It seems ironic to me that one of the most difficult types of postings for me to write are the pieces involving my opinion of some TV show, or movie, or such like. I was recently asked to explain why I believe that the second season of Modern Family has fallen off qualitatively from the first season.
My gut tells me that this is the case, but articulately justifying that position, it feels like answering a really difficult exam question. You need clarity, concision, specificity, supporting examples. And I’m not a hundred percent certain that I am up to the task.
I’d much rather write about seeing an afternoon movie in an empty movie theater. With subject matter like that, nobody can tell me I’m wrong.
“I can’t believe there were no other people in the theater.”
“Vas you deah, Sharlie?”
(That’s an old vaudevillian catchphrase, employed after the comedian confronts his partner with an improbably exaggerated whopper.)
Preferentially, I am no fan of disagreement and controversy. I like it calm. I am fully aware that one man’s…something is another man’s….something else, it takes all kinds, you can’t tell a book by its cover. That one doesn’t fit, but I needed a third example. The “Rule of Threes” demands it.
You know what I mean. Your opinion is as good as everyone else’s, and it needs to be respected. Nobody likes to be told their opinions are crap. Watch House and check out the faces of the doctors when House tactlessly shoots down their opinions on what’s wrong with that week’s mysteriously dying patient. They look like they’re going to cry.
Sure, opinions about TV shows and movies aren’t life and death – not even scripted TV life and death – but people have serious, personal investments in their professed points of view. It’s like their opinion stands as a public representation of their value on this earth.
“You opinion is stupid. Ergo, you’re stupid too.”
I listen hard when people express their points of view, especially when their opinion conflicts radically with my own. It’s important for me to try and understand exactly what it was in their thinking process that led them to such an erroneous conclusion.
I’m kidding, I think. It’s just curious to me. I mean, I’m coming out of a movie theater, after seeing a picture I really didn’t care for, and I overhear another exiting audience member saying,
“That was awesome!”
What we just saw? Really? I am deeply skeptical of that evaluation. The producer’s mother, attuned to her Sonny Boy’s delicate sensibilities, might have offered a supportive “Very nice”, but even she wouldn’t have dared an opinion of “Awesome”, for fear of being turned into a pillar of salt.
Besides being wrong, calling a movie “awesome” is not the correct way of rendering an opinion, (duly noting that I’m rendering an opinion on the correct way of rendering an opinion.)
I believe people ought to render their opinions as a personal preference, the middle ground of appropriate opinionizing being, “I liked it; I didn’t like it.”, rising to “awesome” – when it’s not being overused – to designate the top level of approval, and descending to, “I think they should have the Death Penalty for people who make awful movies” as a designation very close to, if not at, the bottom.
The confusing part here is that, on a parallel track with “personal opinion” – well, it doesn’t have to be geometrically parallel, just a different track – there is, in fact, the possibility of an objective evaluation.

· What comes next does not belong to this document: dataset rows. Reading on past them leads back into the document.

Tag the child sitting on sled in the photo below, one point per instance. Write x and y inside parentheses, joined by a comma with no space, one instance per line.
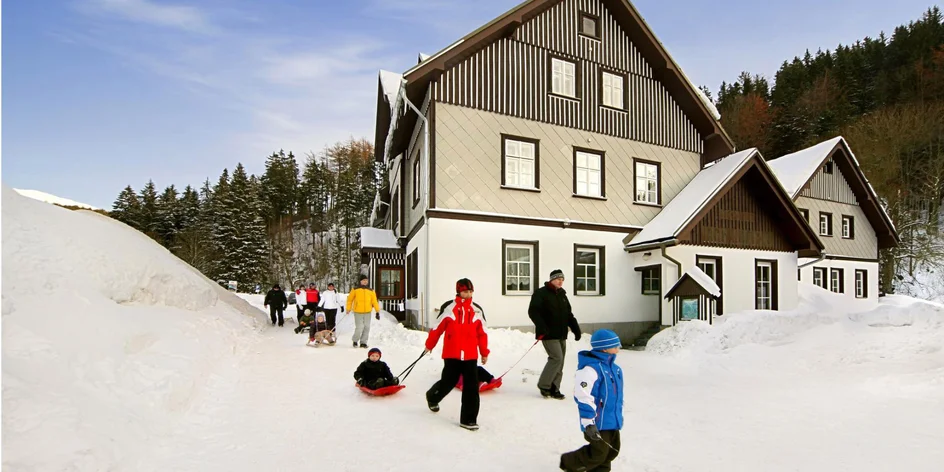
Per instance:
(320,334)
(305,321)
(374,373)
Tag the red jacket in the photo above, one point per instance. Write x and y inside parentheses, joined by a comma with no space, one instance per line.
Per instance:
(464,326)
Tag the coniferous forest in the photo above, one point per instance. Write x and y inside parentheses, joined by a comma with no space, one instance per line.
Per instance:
(884,94)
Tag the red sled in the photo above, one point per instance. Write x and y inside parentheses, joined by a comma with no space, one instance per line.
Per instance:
(382,391)
(483,387)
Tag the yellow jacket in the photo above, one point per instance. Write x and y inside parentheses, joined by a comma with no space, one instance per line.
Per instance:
(361,300)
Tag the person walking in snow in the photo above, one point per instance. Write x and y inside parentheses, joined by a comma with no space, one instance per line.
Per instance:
(598,392)
(330,303)
(463,323)
(301,300)
(551,314)
(360,302)
(312,297)
(277,302)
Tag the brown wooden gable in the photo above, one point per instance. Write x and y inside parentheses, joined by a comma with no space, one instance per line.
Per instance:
(865,197)
(752,212)
(497,49)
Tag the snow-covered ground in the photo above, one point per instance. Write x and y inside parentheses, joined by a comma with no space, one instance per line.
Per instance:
(116,356)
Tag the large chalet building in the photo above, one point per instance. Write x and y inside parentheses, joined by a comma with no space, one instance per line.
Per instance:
(562,135)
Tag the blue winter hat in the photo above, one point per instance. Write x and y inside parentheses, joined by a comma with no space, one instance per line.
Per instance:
(604,339)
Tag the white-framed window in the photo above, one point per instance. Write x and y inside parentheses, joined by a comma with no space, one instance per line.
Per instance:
(848,227)
(835,281)
(647,182)
(862,284)
(764,285)
(588,174)
(563,77)
(613,90)
(651,280)
(519,269)
(588,270)
(519,163)
(819,277)
(825,224)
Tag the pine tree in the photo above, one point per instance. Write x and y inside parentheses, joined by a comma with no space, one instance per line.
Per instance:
(149,219)
(127,208)
(168,217)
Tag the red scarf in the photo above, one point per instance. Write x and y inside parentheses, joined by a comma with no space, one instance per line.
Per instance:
(463,307)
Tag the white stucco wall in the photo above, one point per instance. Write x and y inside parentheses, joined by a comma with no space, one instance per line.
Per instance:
(849,268)
(474,250)
(737,268)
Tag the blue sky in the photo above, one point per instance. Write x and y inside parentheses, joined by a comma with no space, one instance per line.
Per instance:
(99,94)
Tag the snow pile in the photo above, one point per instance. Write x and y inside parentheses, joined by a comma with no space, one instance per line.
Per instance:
(50,198)
(108,339)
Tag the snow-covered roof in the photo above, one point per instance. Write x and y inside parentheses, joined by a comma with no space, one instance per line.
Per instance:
(794,170)
(378,238)
(390,81)
(692,199)
(700,278)
(49,198)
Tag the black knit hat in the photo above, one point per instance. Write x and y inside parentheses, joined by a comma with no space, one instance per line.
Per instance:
(463,285)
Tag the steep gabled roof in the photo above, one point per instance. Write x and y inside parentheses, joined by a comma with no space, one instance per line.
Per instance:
(692,102)
(796,170)
(701,194)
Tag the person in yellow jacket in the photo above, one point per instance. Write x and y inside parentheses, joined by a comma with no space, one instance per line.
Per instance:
(360,302)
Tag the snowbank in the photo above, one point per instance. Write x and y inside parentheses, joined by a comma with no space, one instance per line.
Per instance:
(108,339)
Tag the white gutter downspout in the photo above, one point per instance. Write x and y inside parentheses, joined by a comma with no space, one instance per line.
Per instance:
(419,114)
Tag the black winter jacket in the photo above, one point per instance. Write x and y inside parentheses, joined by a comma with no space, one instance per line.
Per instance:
(276,298)
(369,371)
(551,314)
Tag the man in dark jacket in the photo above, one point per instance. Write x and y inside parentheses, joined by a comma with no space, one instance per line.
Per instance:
(551,314)
(277,302)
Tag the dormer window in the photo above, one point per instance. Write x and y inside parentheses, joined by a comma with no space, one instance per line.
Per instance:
(589,25)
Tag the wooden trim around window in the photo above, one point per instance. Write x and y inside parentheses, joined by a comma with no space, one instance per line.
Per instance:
(416,181)
(865,283)
(601,269)
(774,283)
(595,18)
(381,268)
(658,181)
(720,276)
(625,108)
(819,224)
(534,264)
(578,82)
(537,161)
(602,155)
(851,226)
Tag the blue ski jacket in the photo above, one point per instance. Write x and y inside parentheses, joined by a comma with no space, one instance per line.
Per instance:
(598,391)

I believe it was Aristotle – or somebody big – who set down specific principles by which a work of art can be objectively evaluated. So, if you’re applying standards of that nature, then yes, you are justified is using descriptives such as “good”, ‘bad”, “awesome” and “coming nowhere close to ‘Aristotelian standards’ garbage.”
You can also use words like “good” and “bad” – carefully and with the utmost humility – if you’re a professional writer.
Through experience and meticulously programmed innards, a writer can sense if a work is or is not what it should be. The best writers, or at least the best critics of writing, can articulately explain the rationales for their positions. I’m not certain that I can. My responses are generally more a matter of “feel.”
But even that “feel” comes with what must be acknowledged caveats.
Times change. And in some not entirely explicable way, “good” and “bad”, to some degree at least, change with them. After Modern Family, I stuck around for the debut of a new ABC series called Happy Endings.
Watching the new program, I could immediately tell that, though both Modern Family and Happy Endings were situation comedies, Happy Endings was going about its business in a substantially different manner. Though I myself did not laugh much, I had a sense that, the target they were shooting for, they were, more often than not, hitting.
I am not prepared at this time to say that, on their terms, Happy Endings was good, because I am not as yet exactly clear on what those terms are. I just know something interesting was going on, and by that standard, the series merits further investigation.
Then, of course, there is the always dangerous “Sour Grapes Factor.” They’re working; I’m not. So I hate everything they do – especially if it’s successful – and consequently, in the guise of “professional evaluation”, I self-righteously label the product of their efforts, “bad.” Poisonous thinking is always a possibility, one that seriously needs guarding against.
Okay, back to the beginning. Why do I believe the second season of Modern Family falls short of the first?
I don’t know, lemme think about it another day. Maybe I’ll come up with something worthwhile.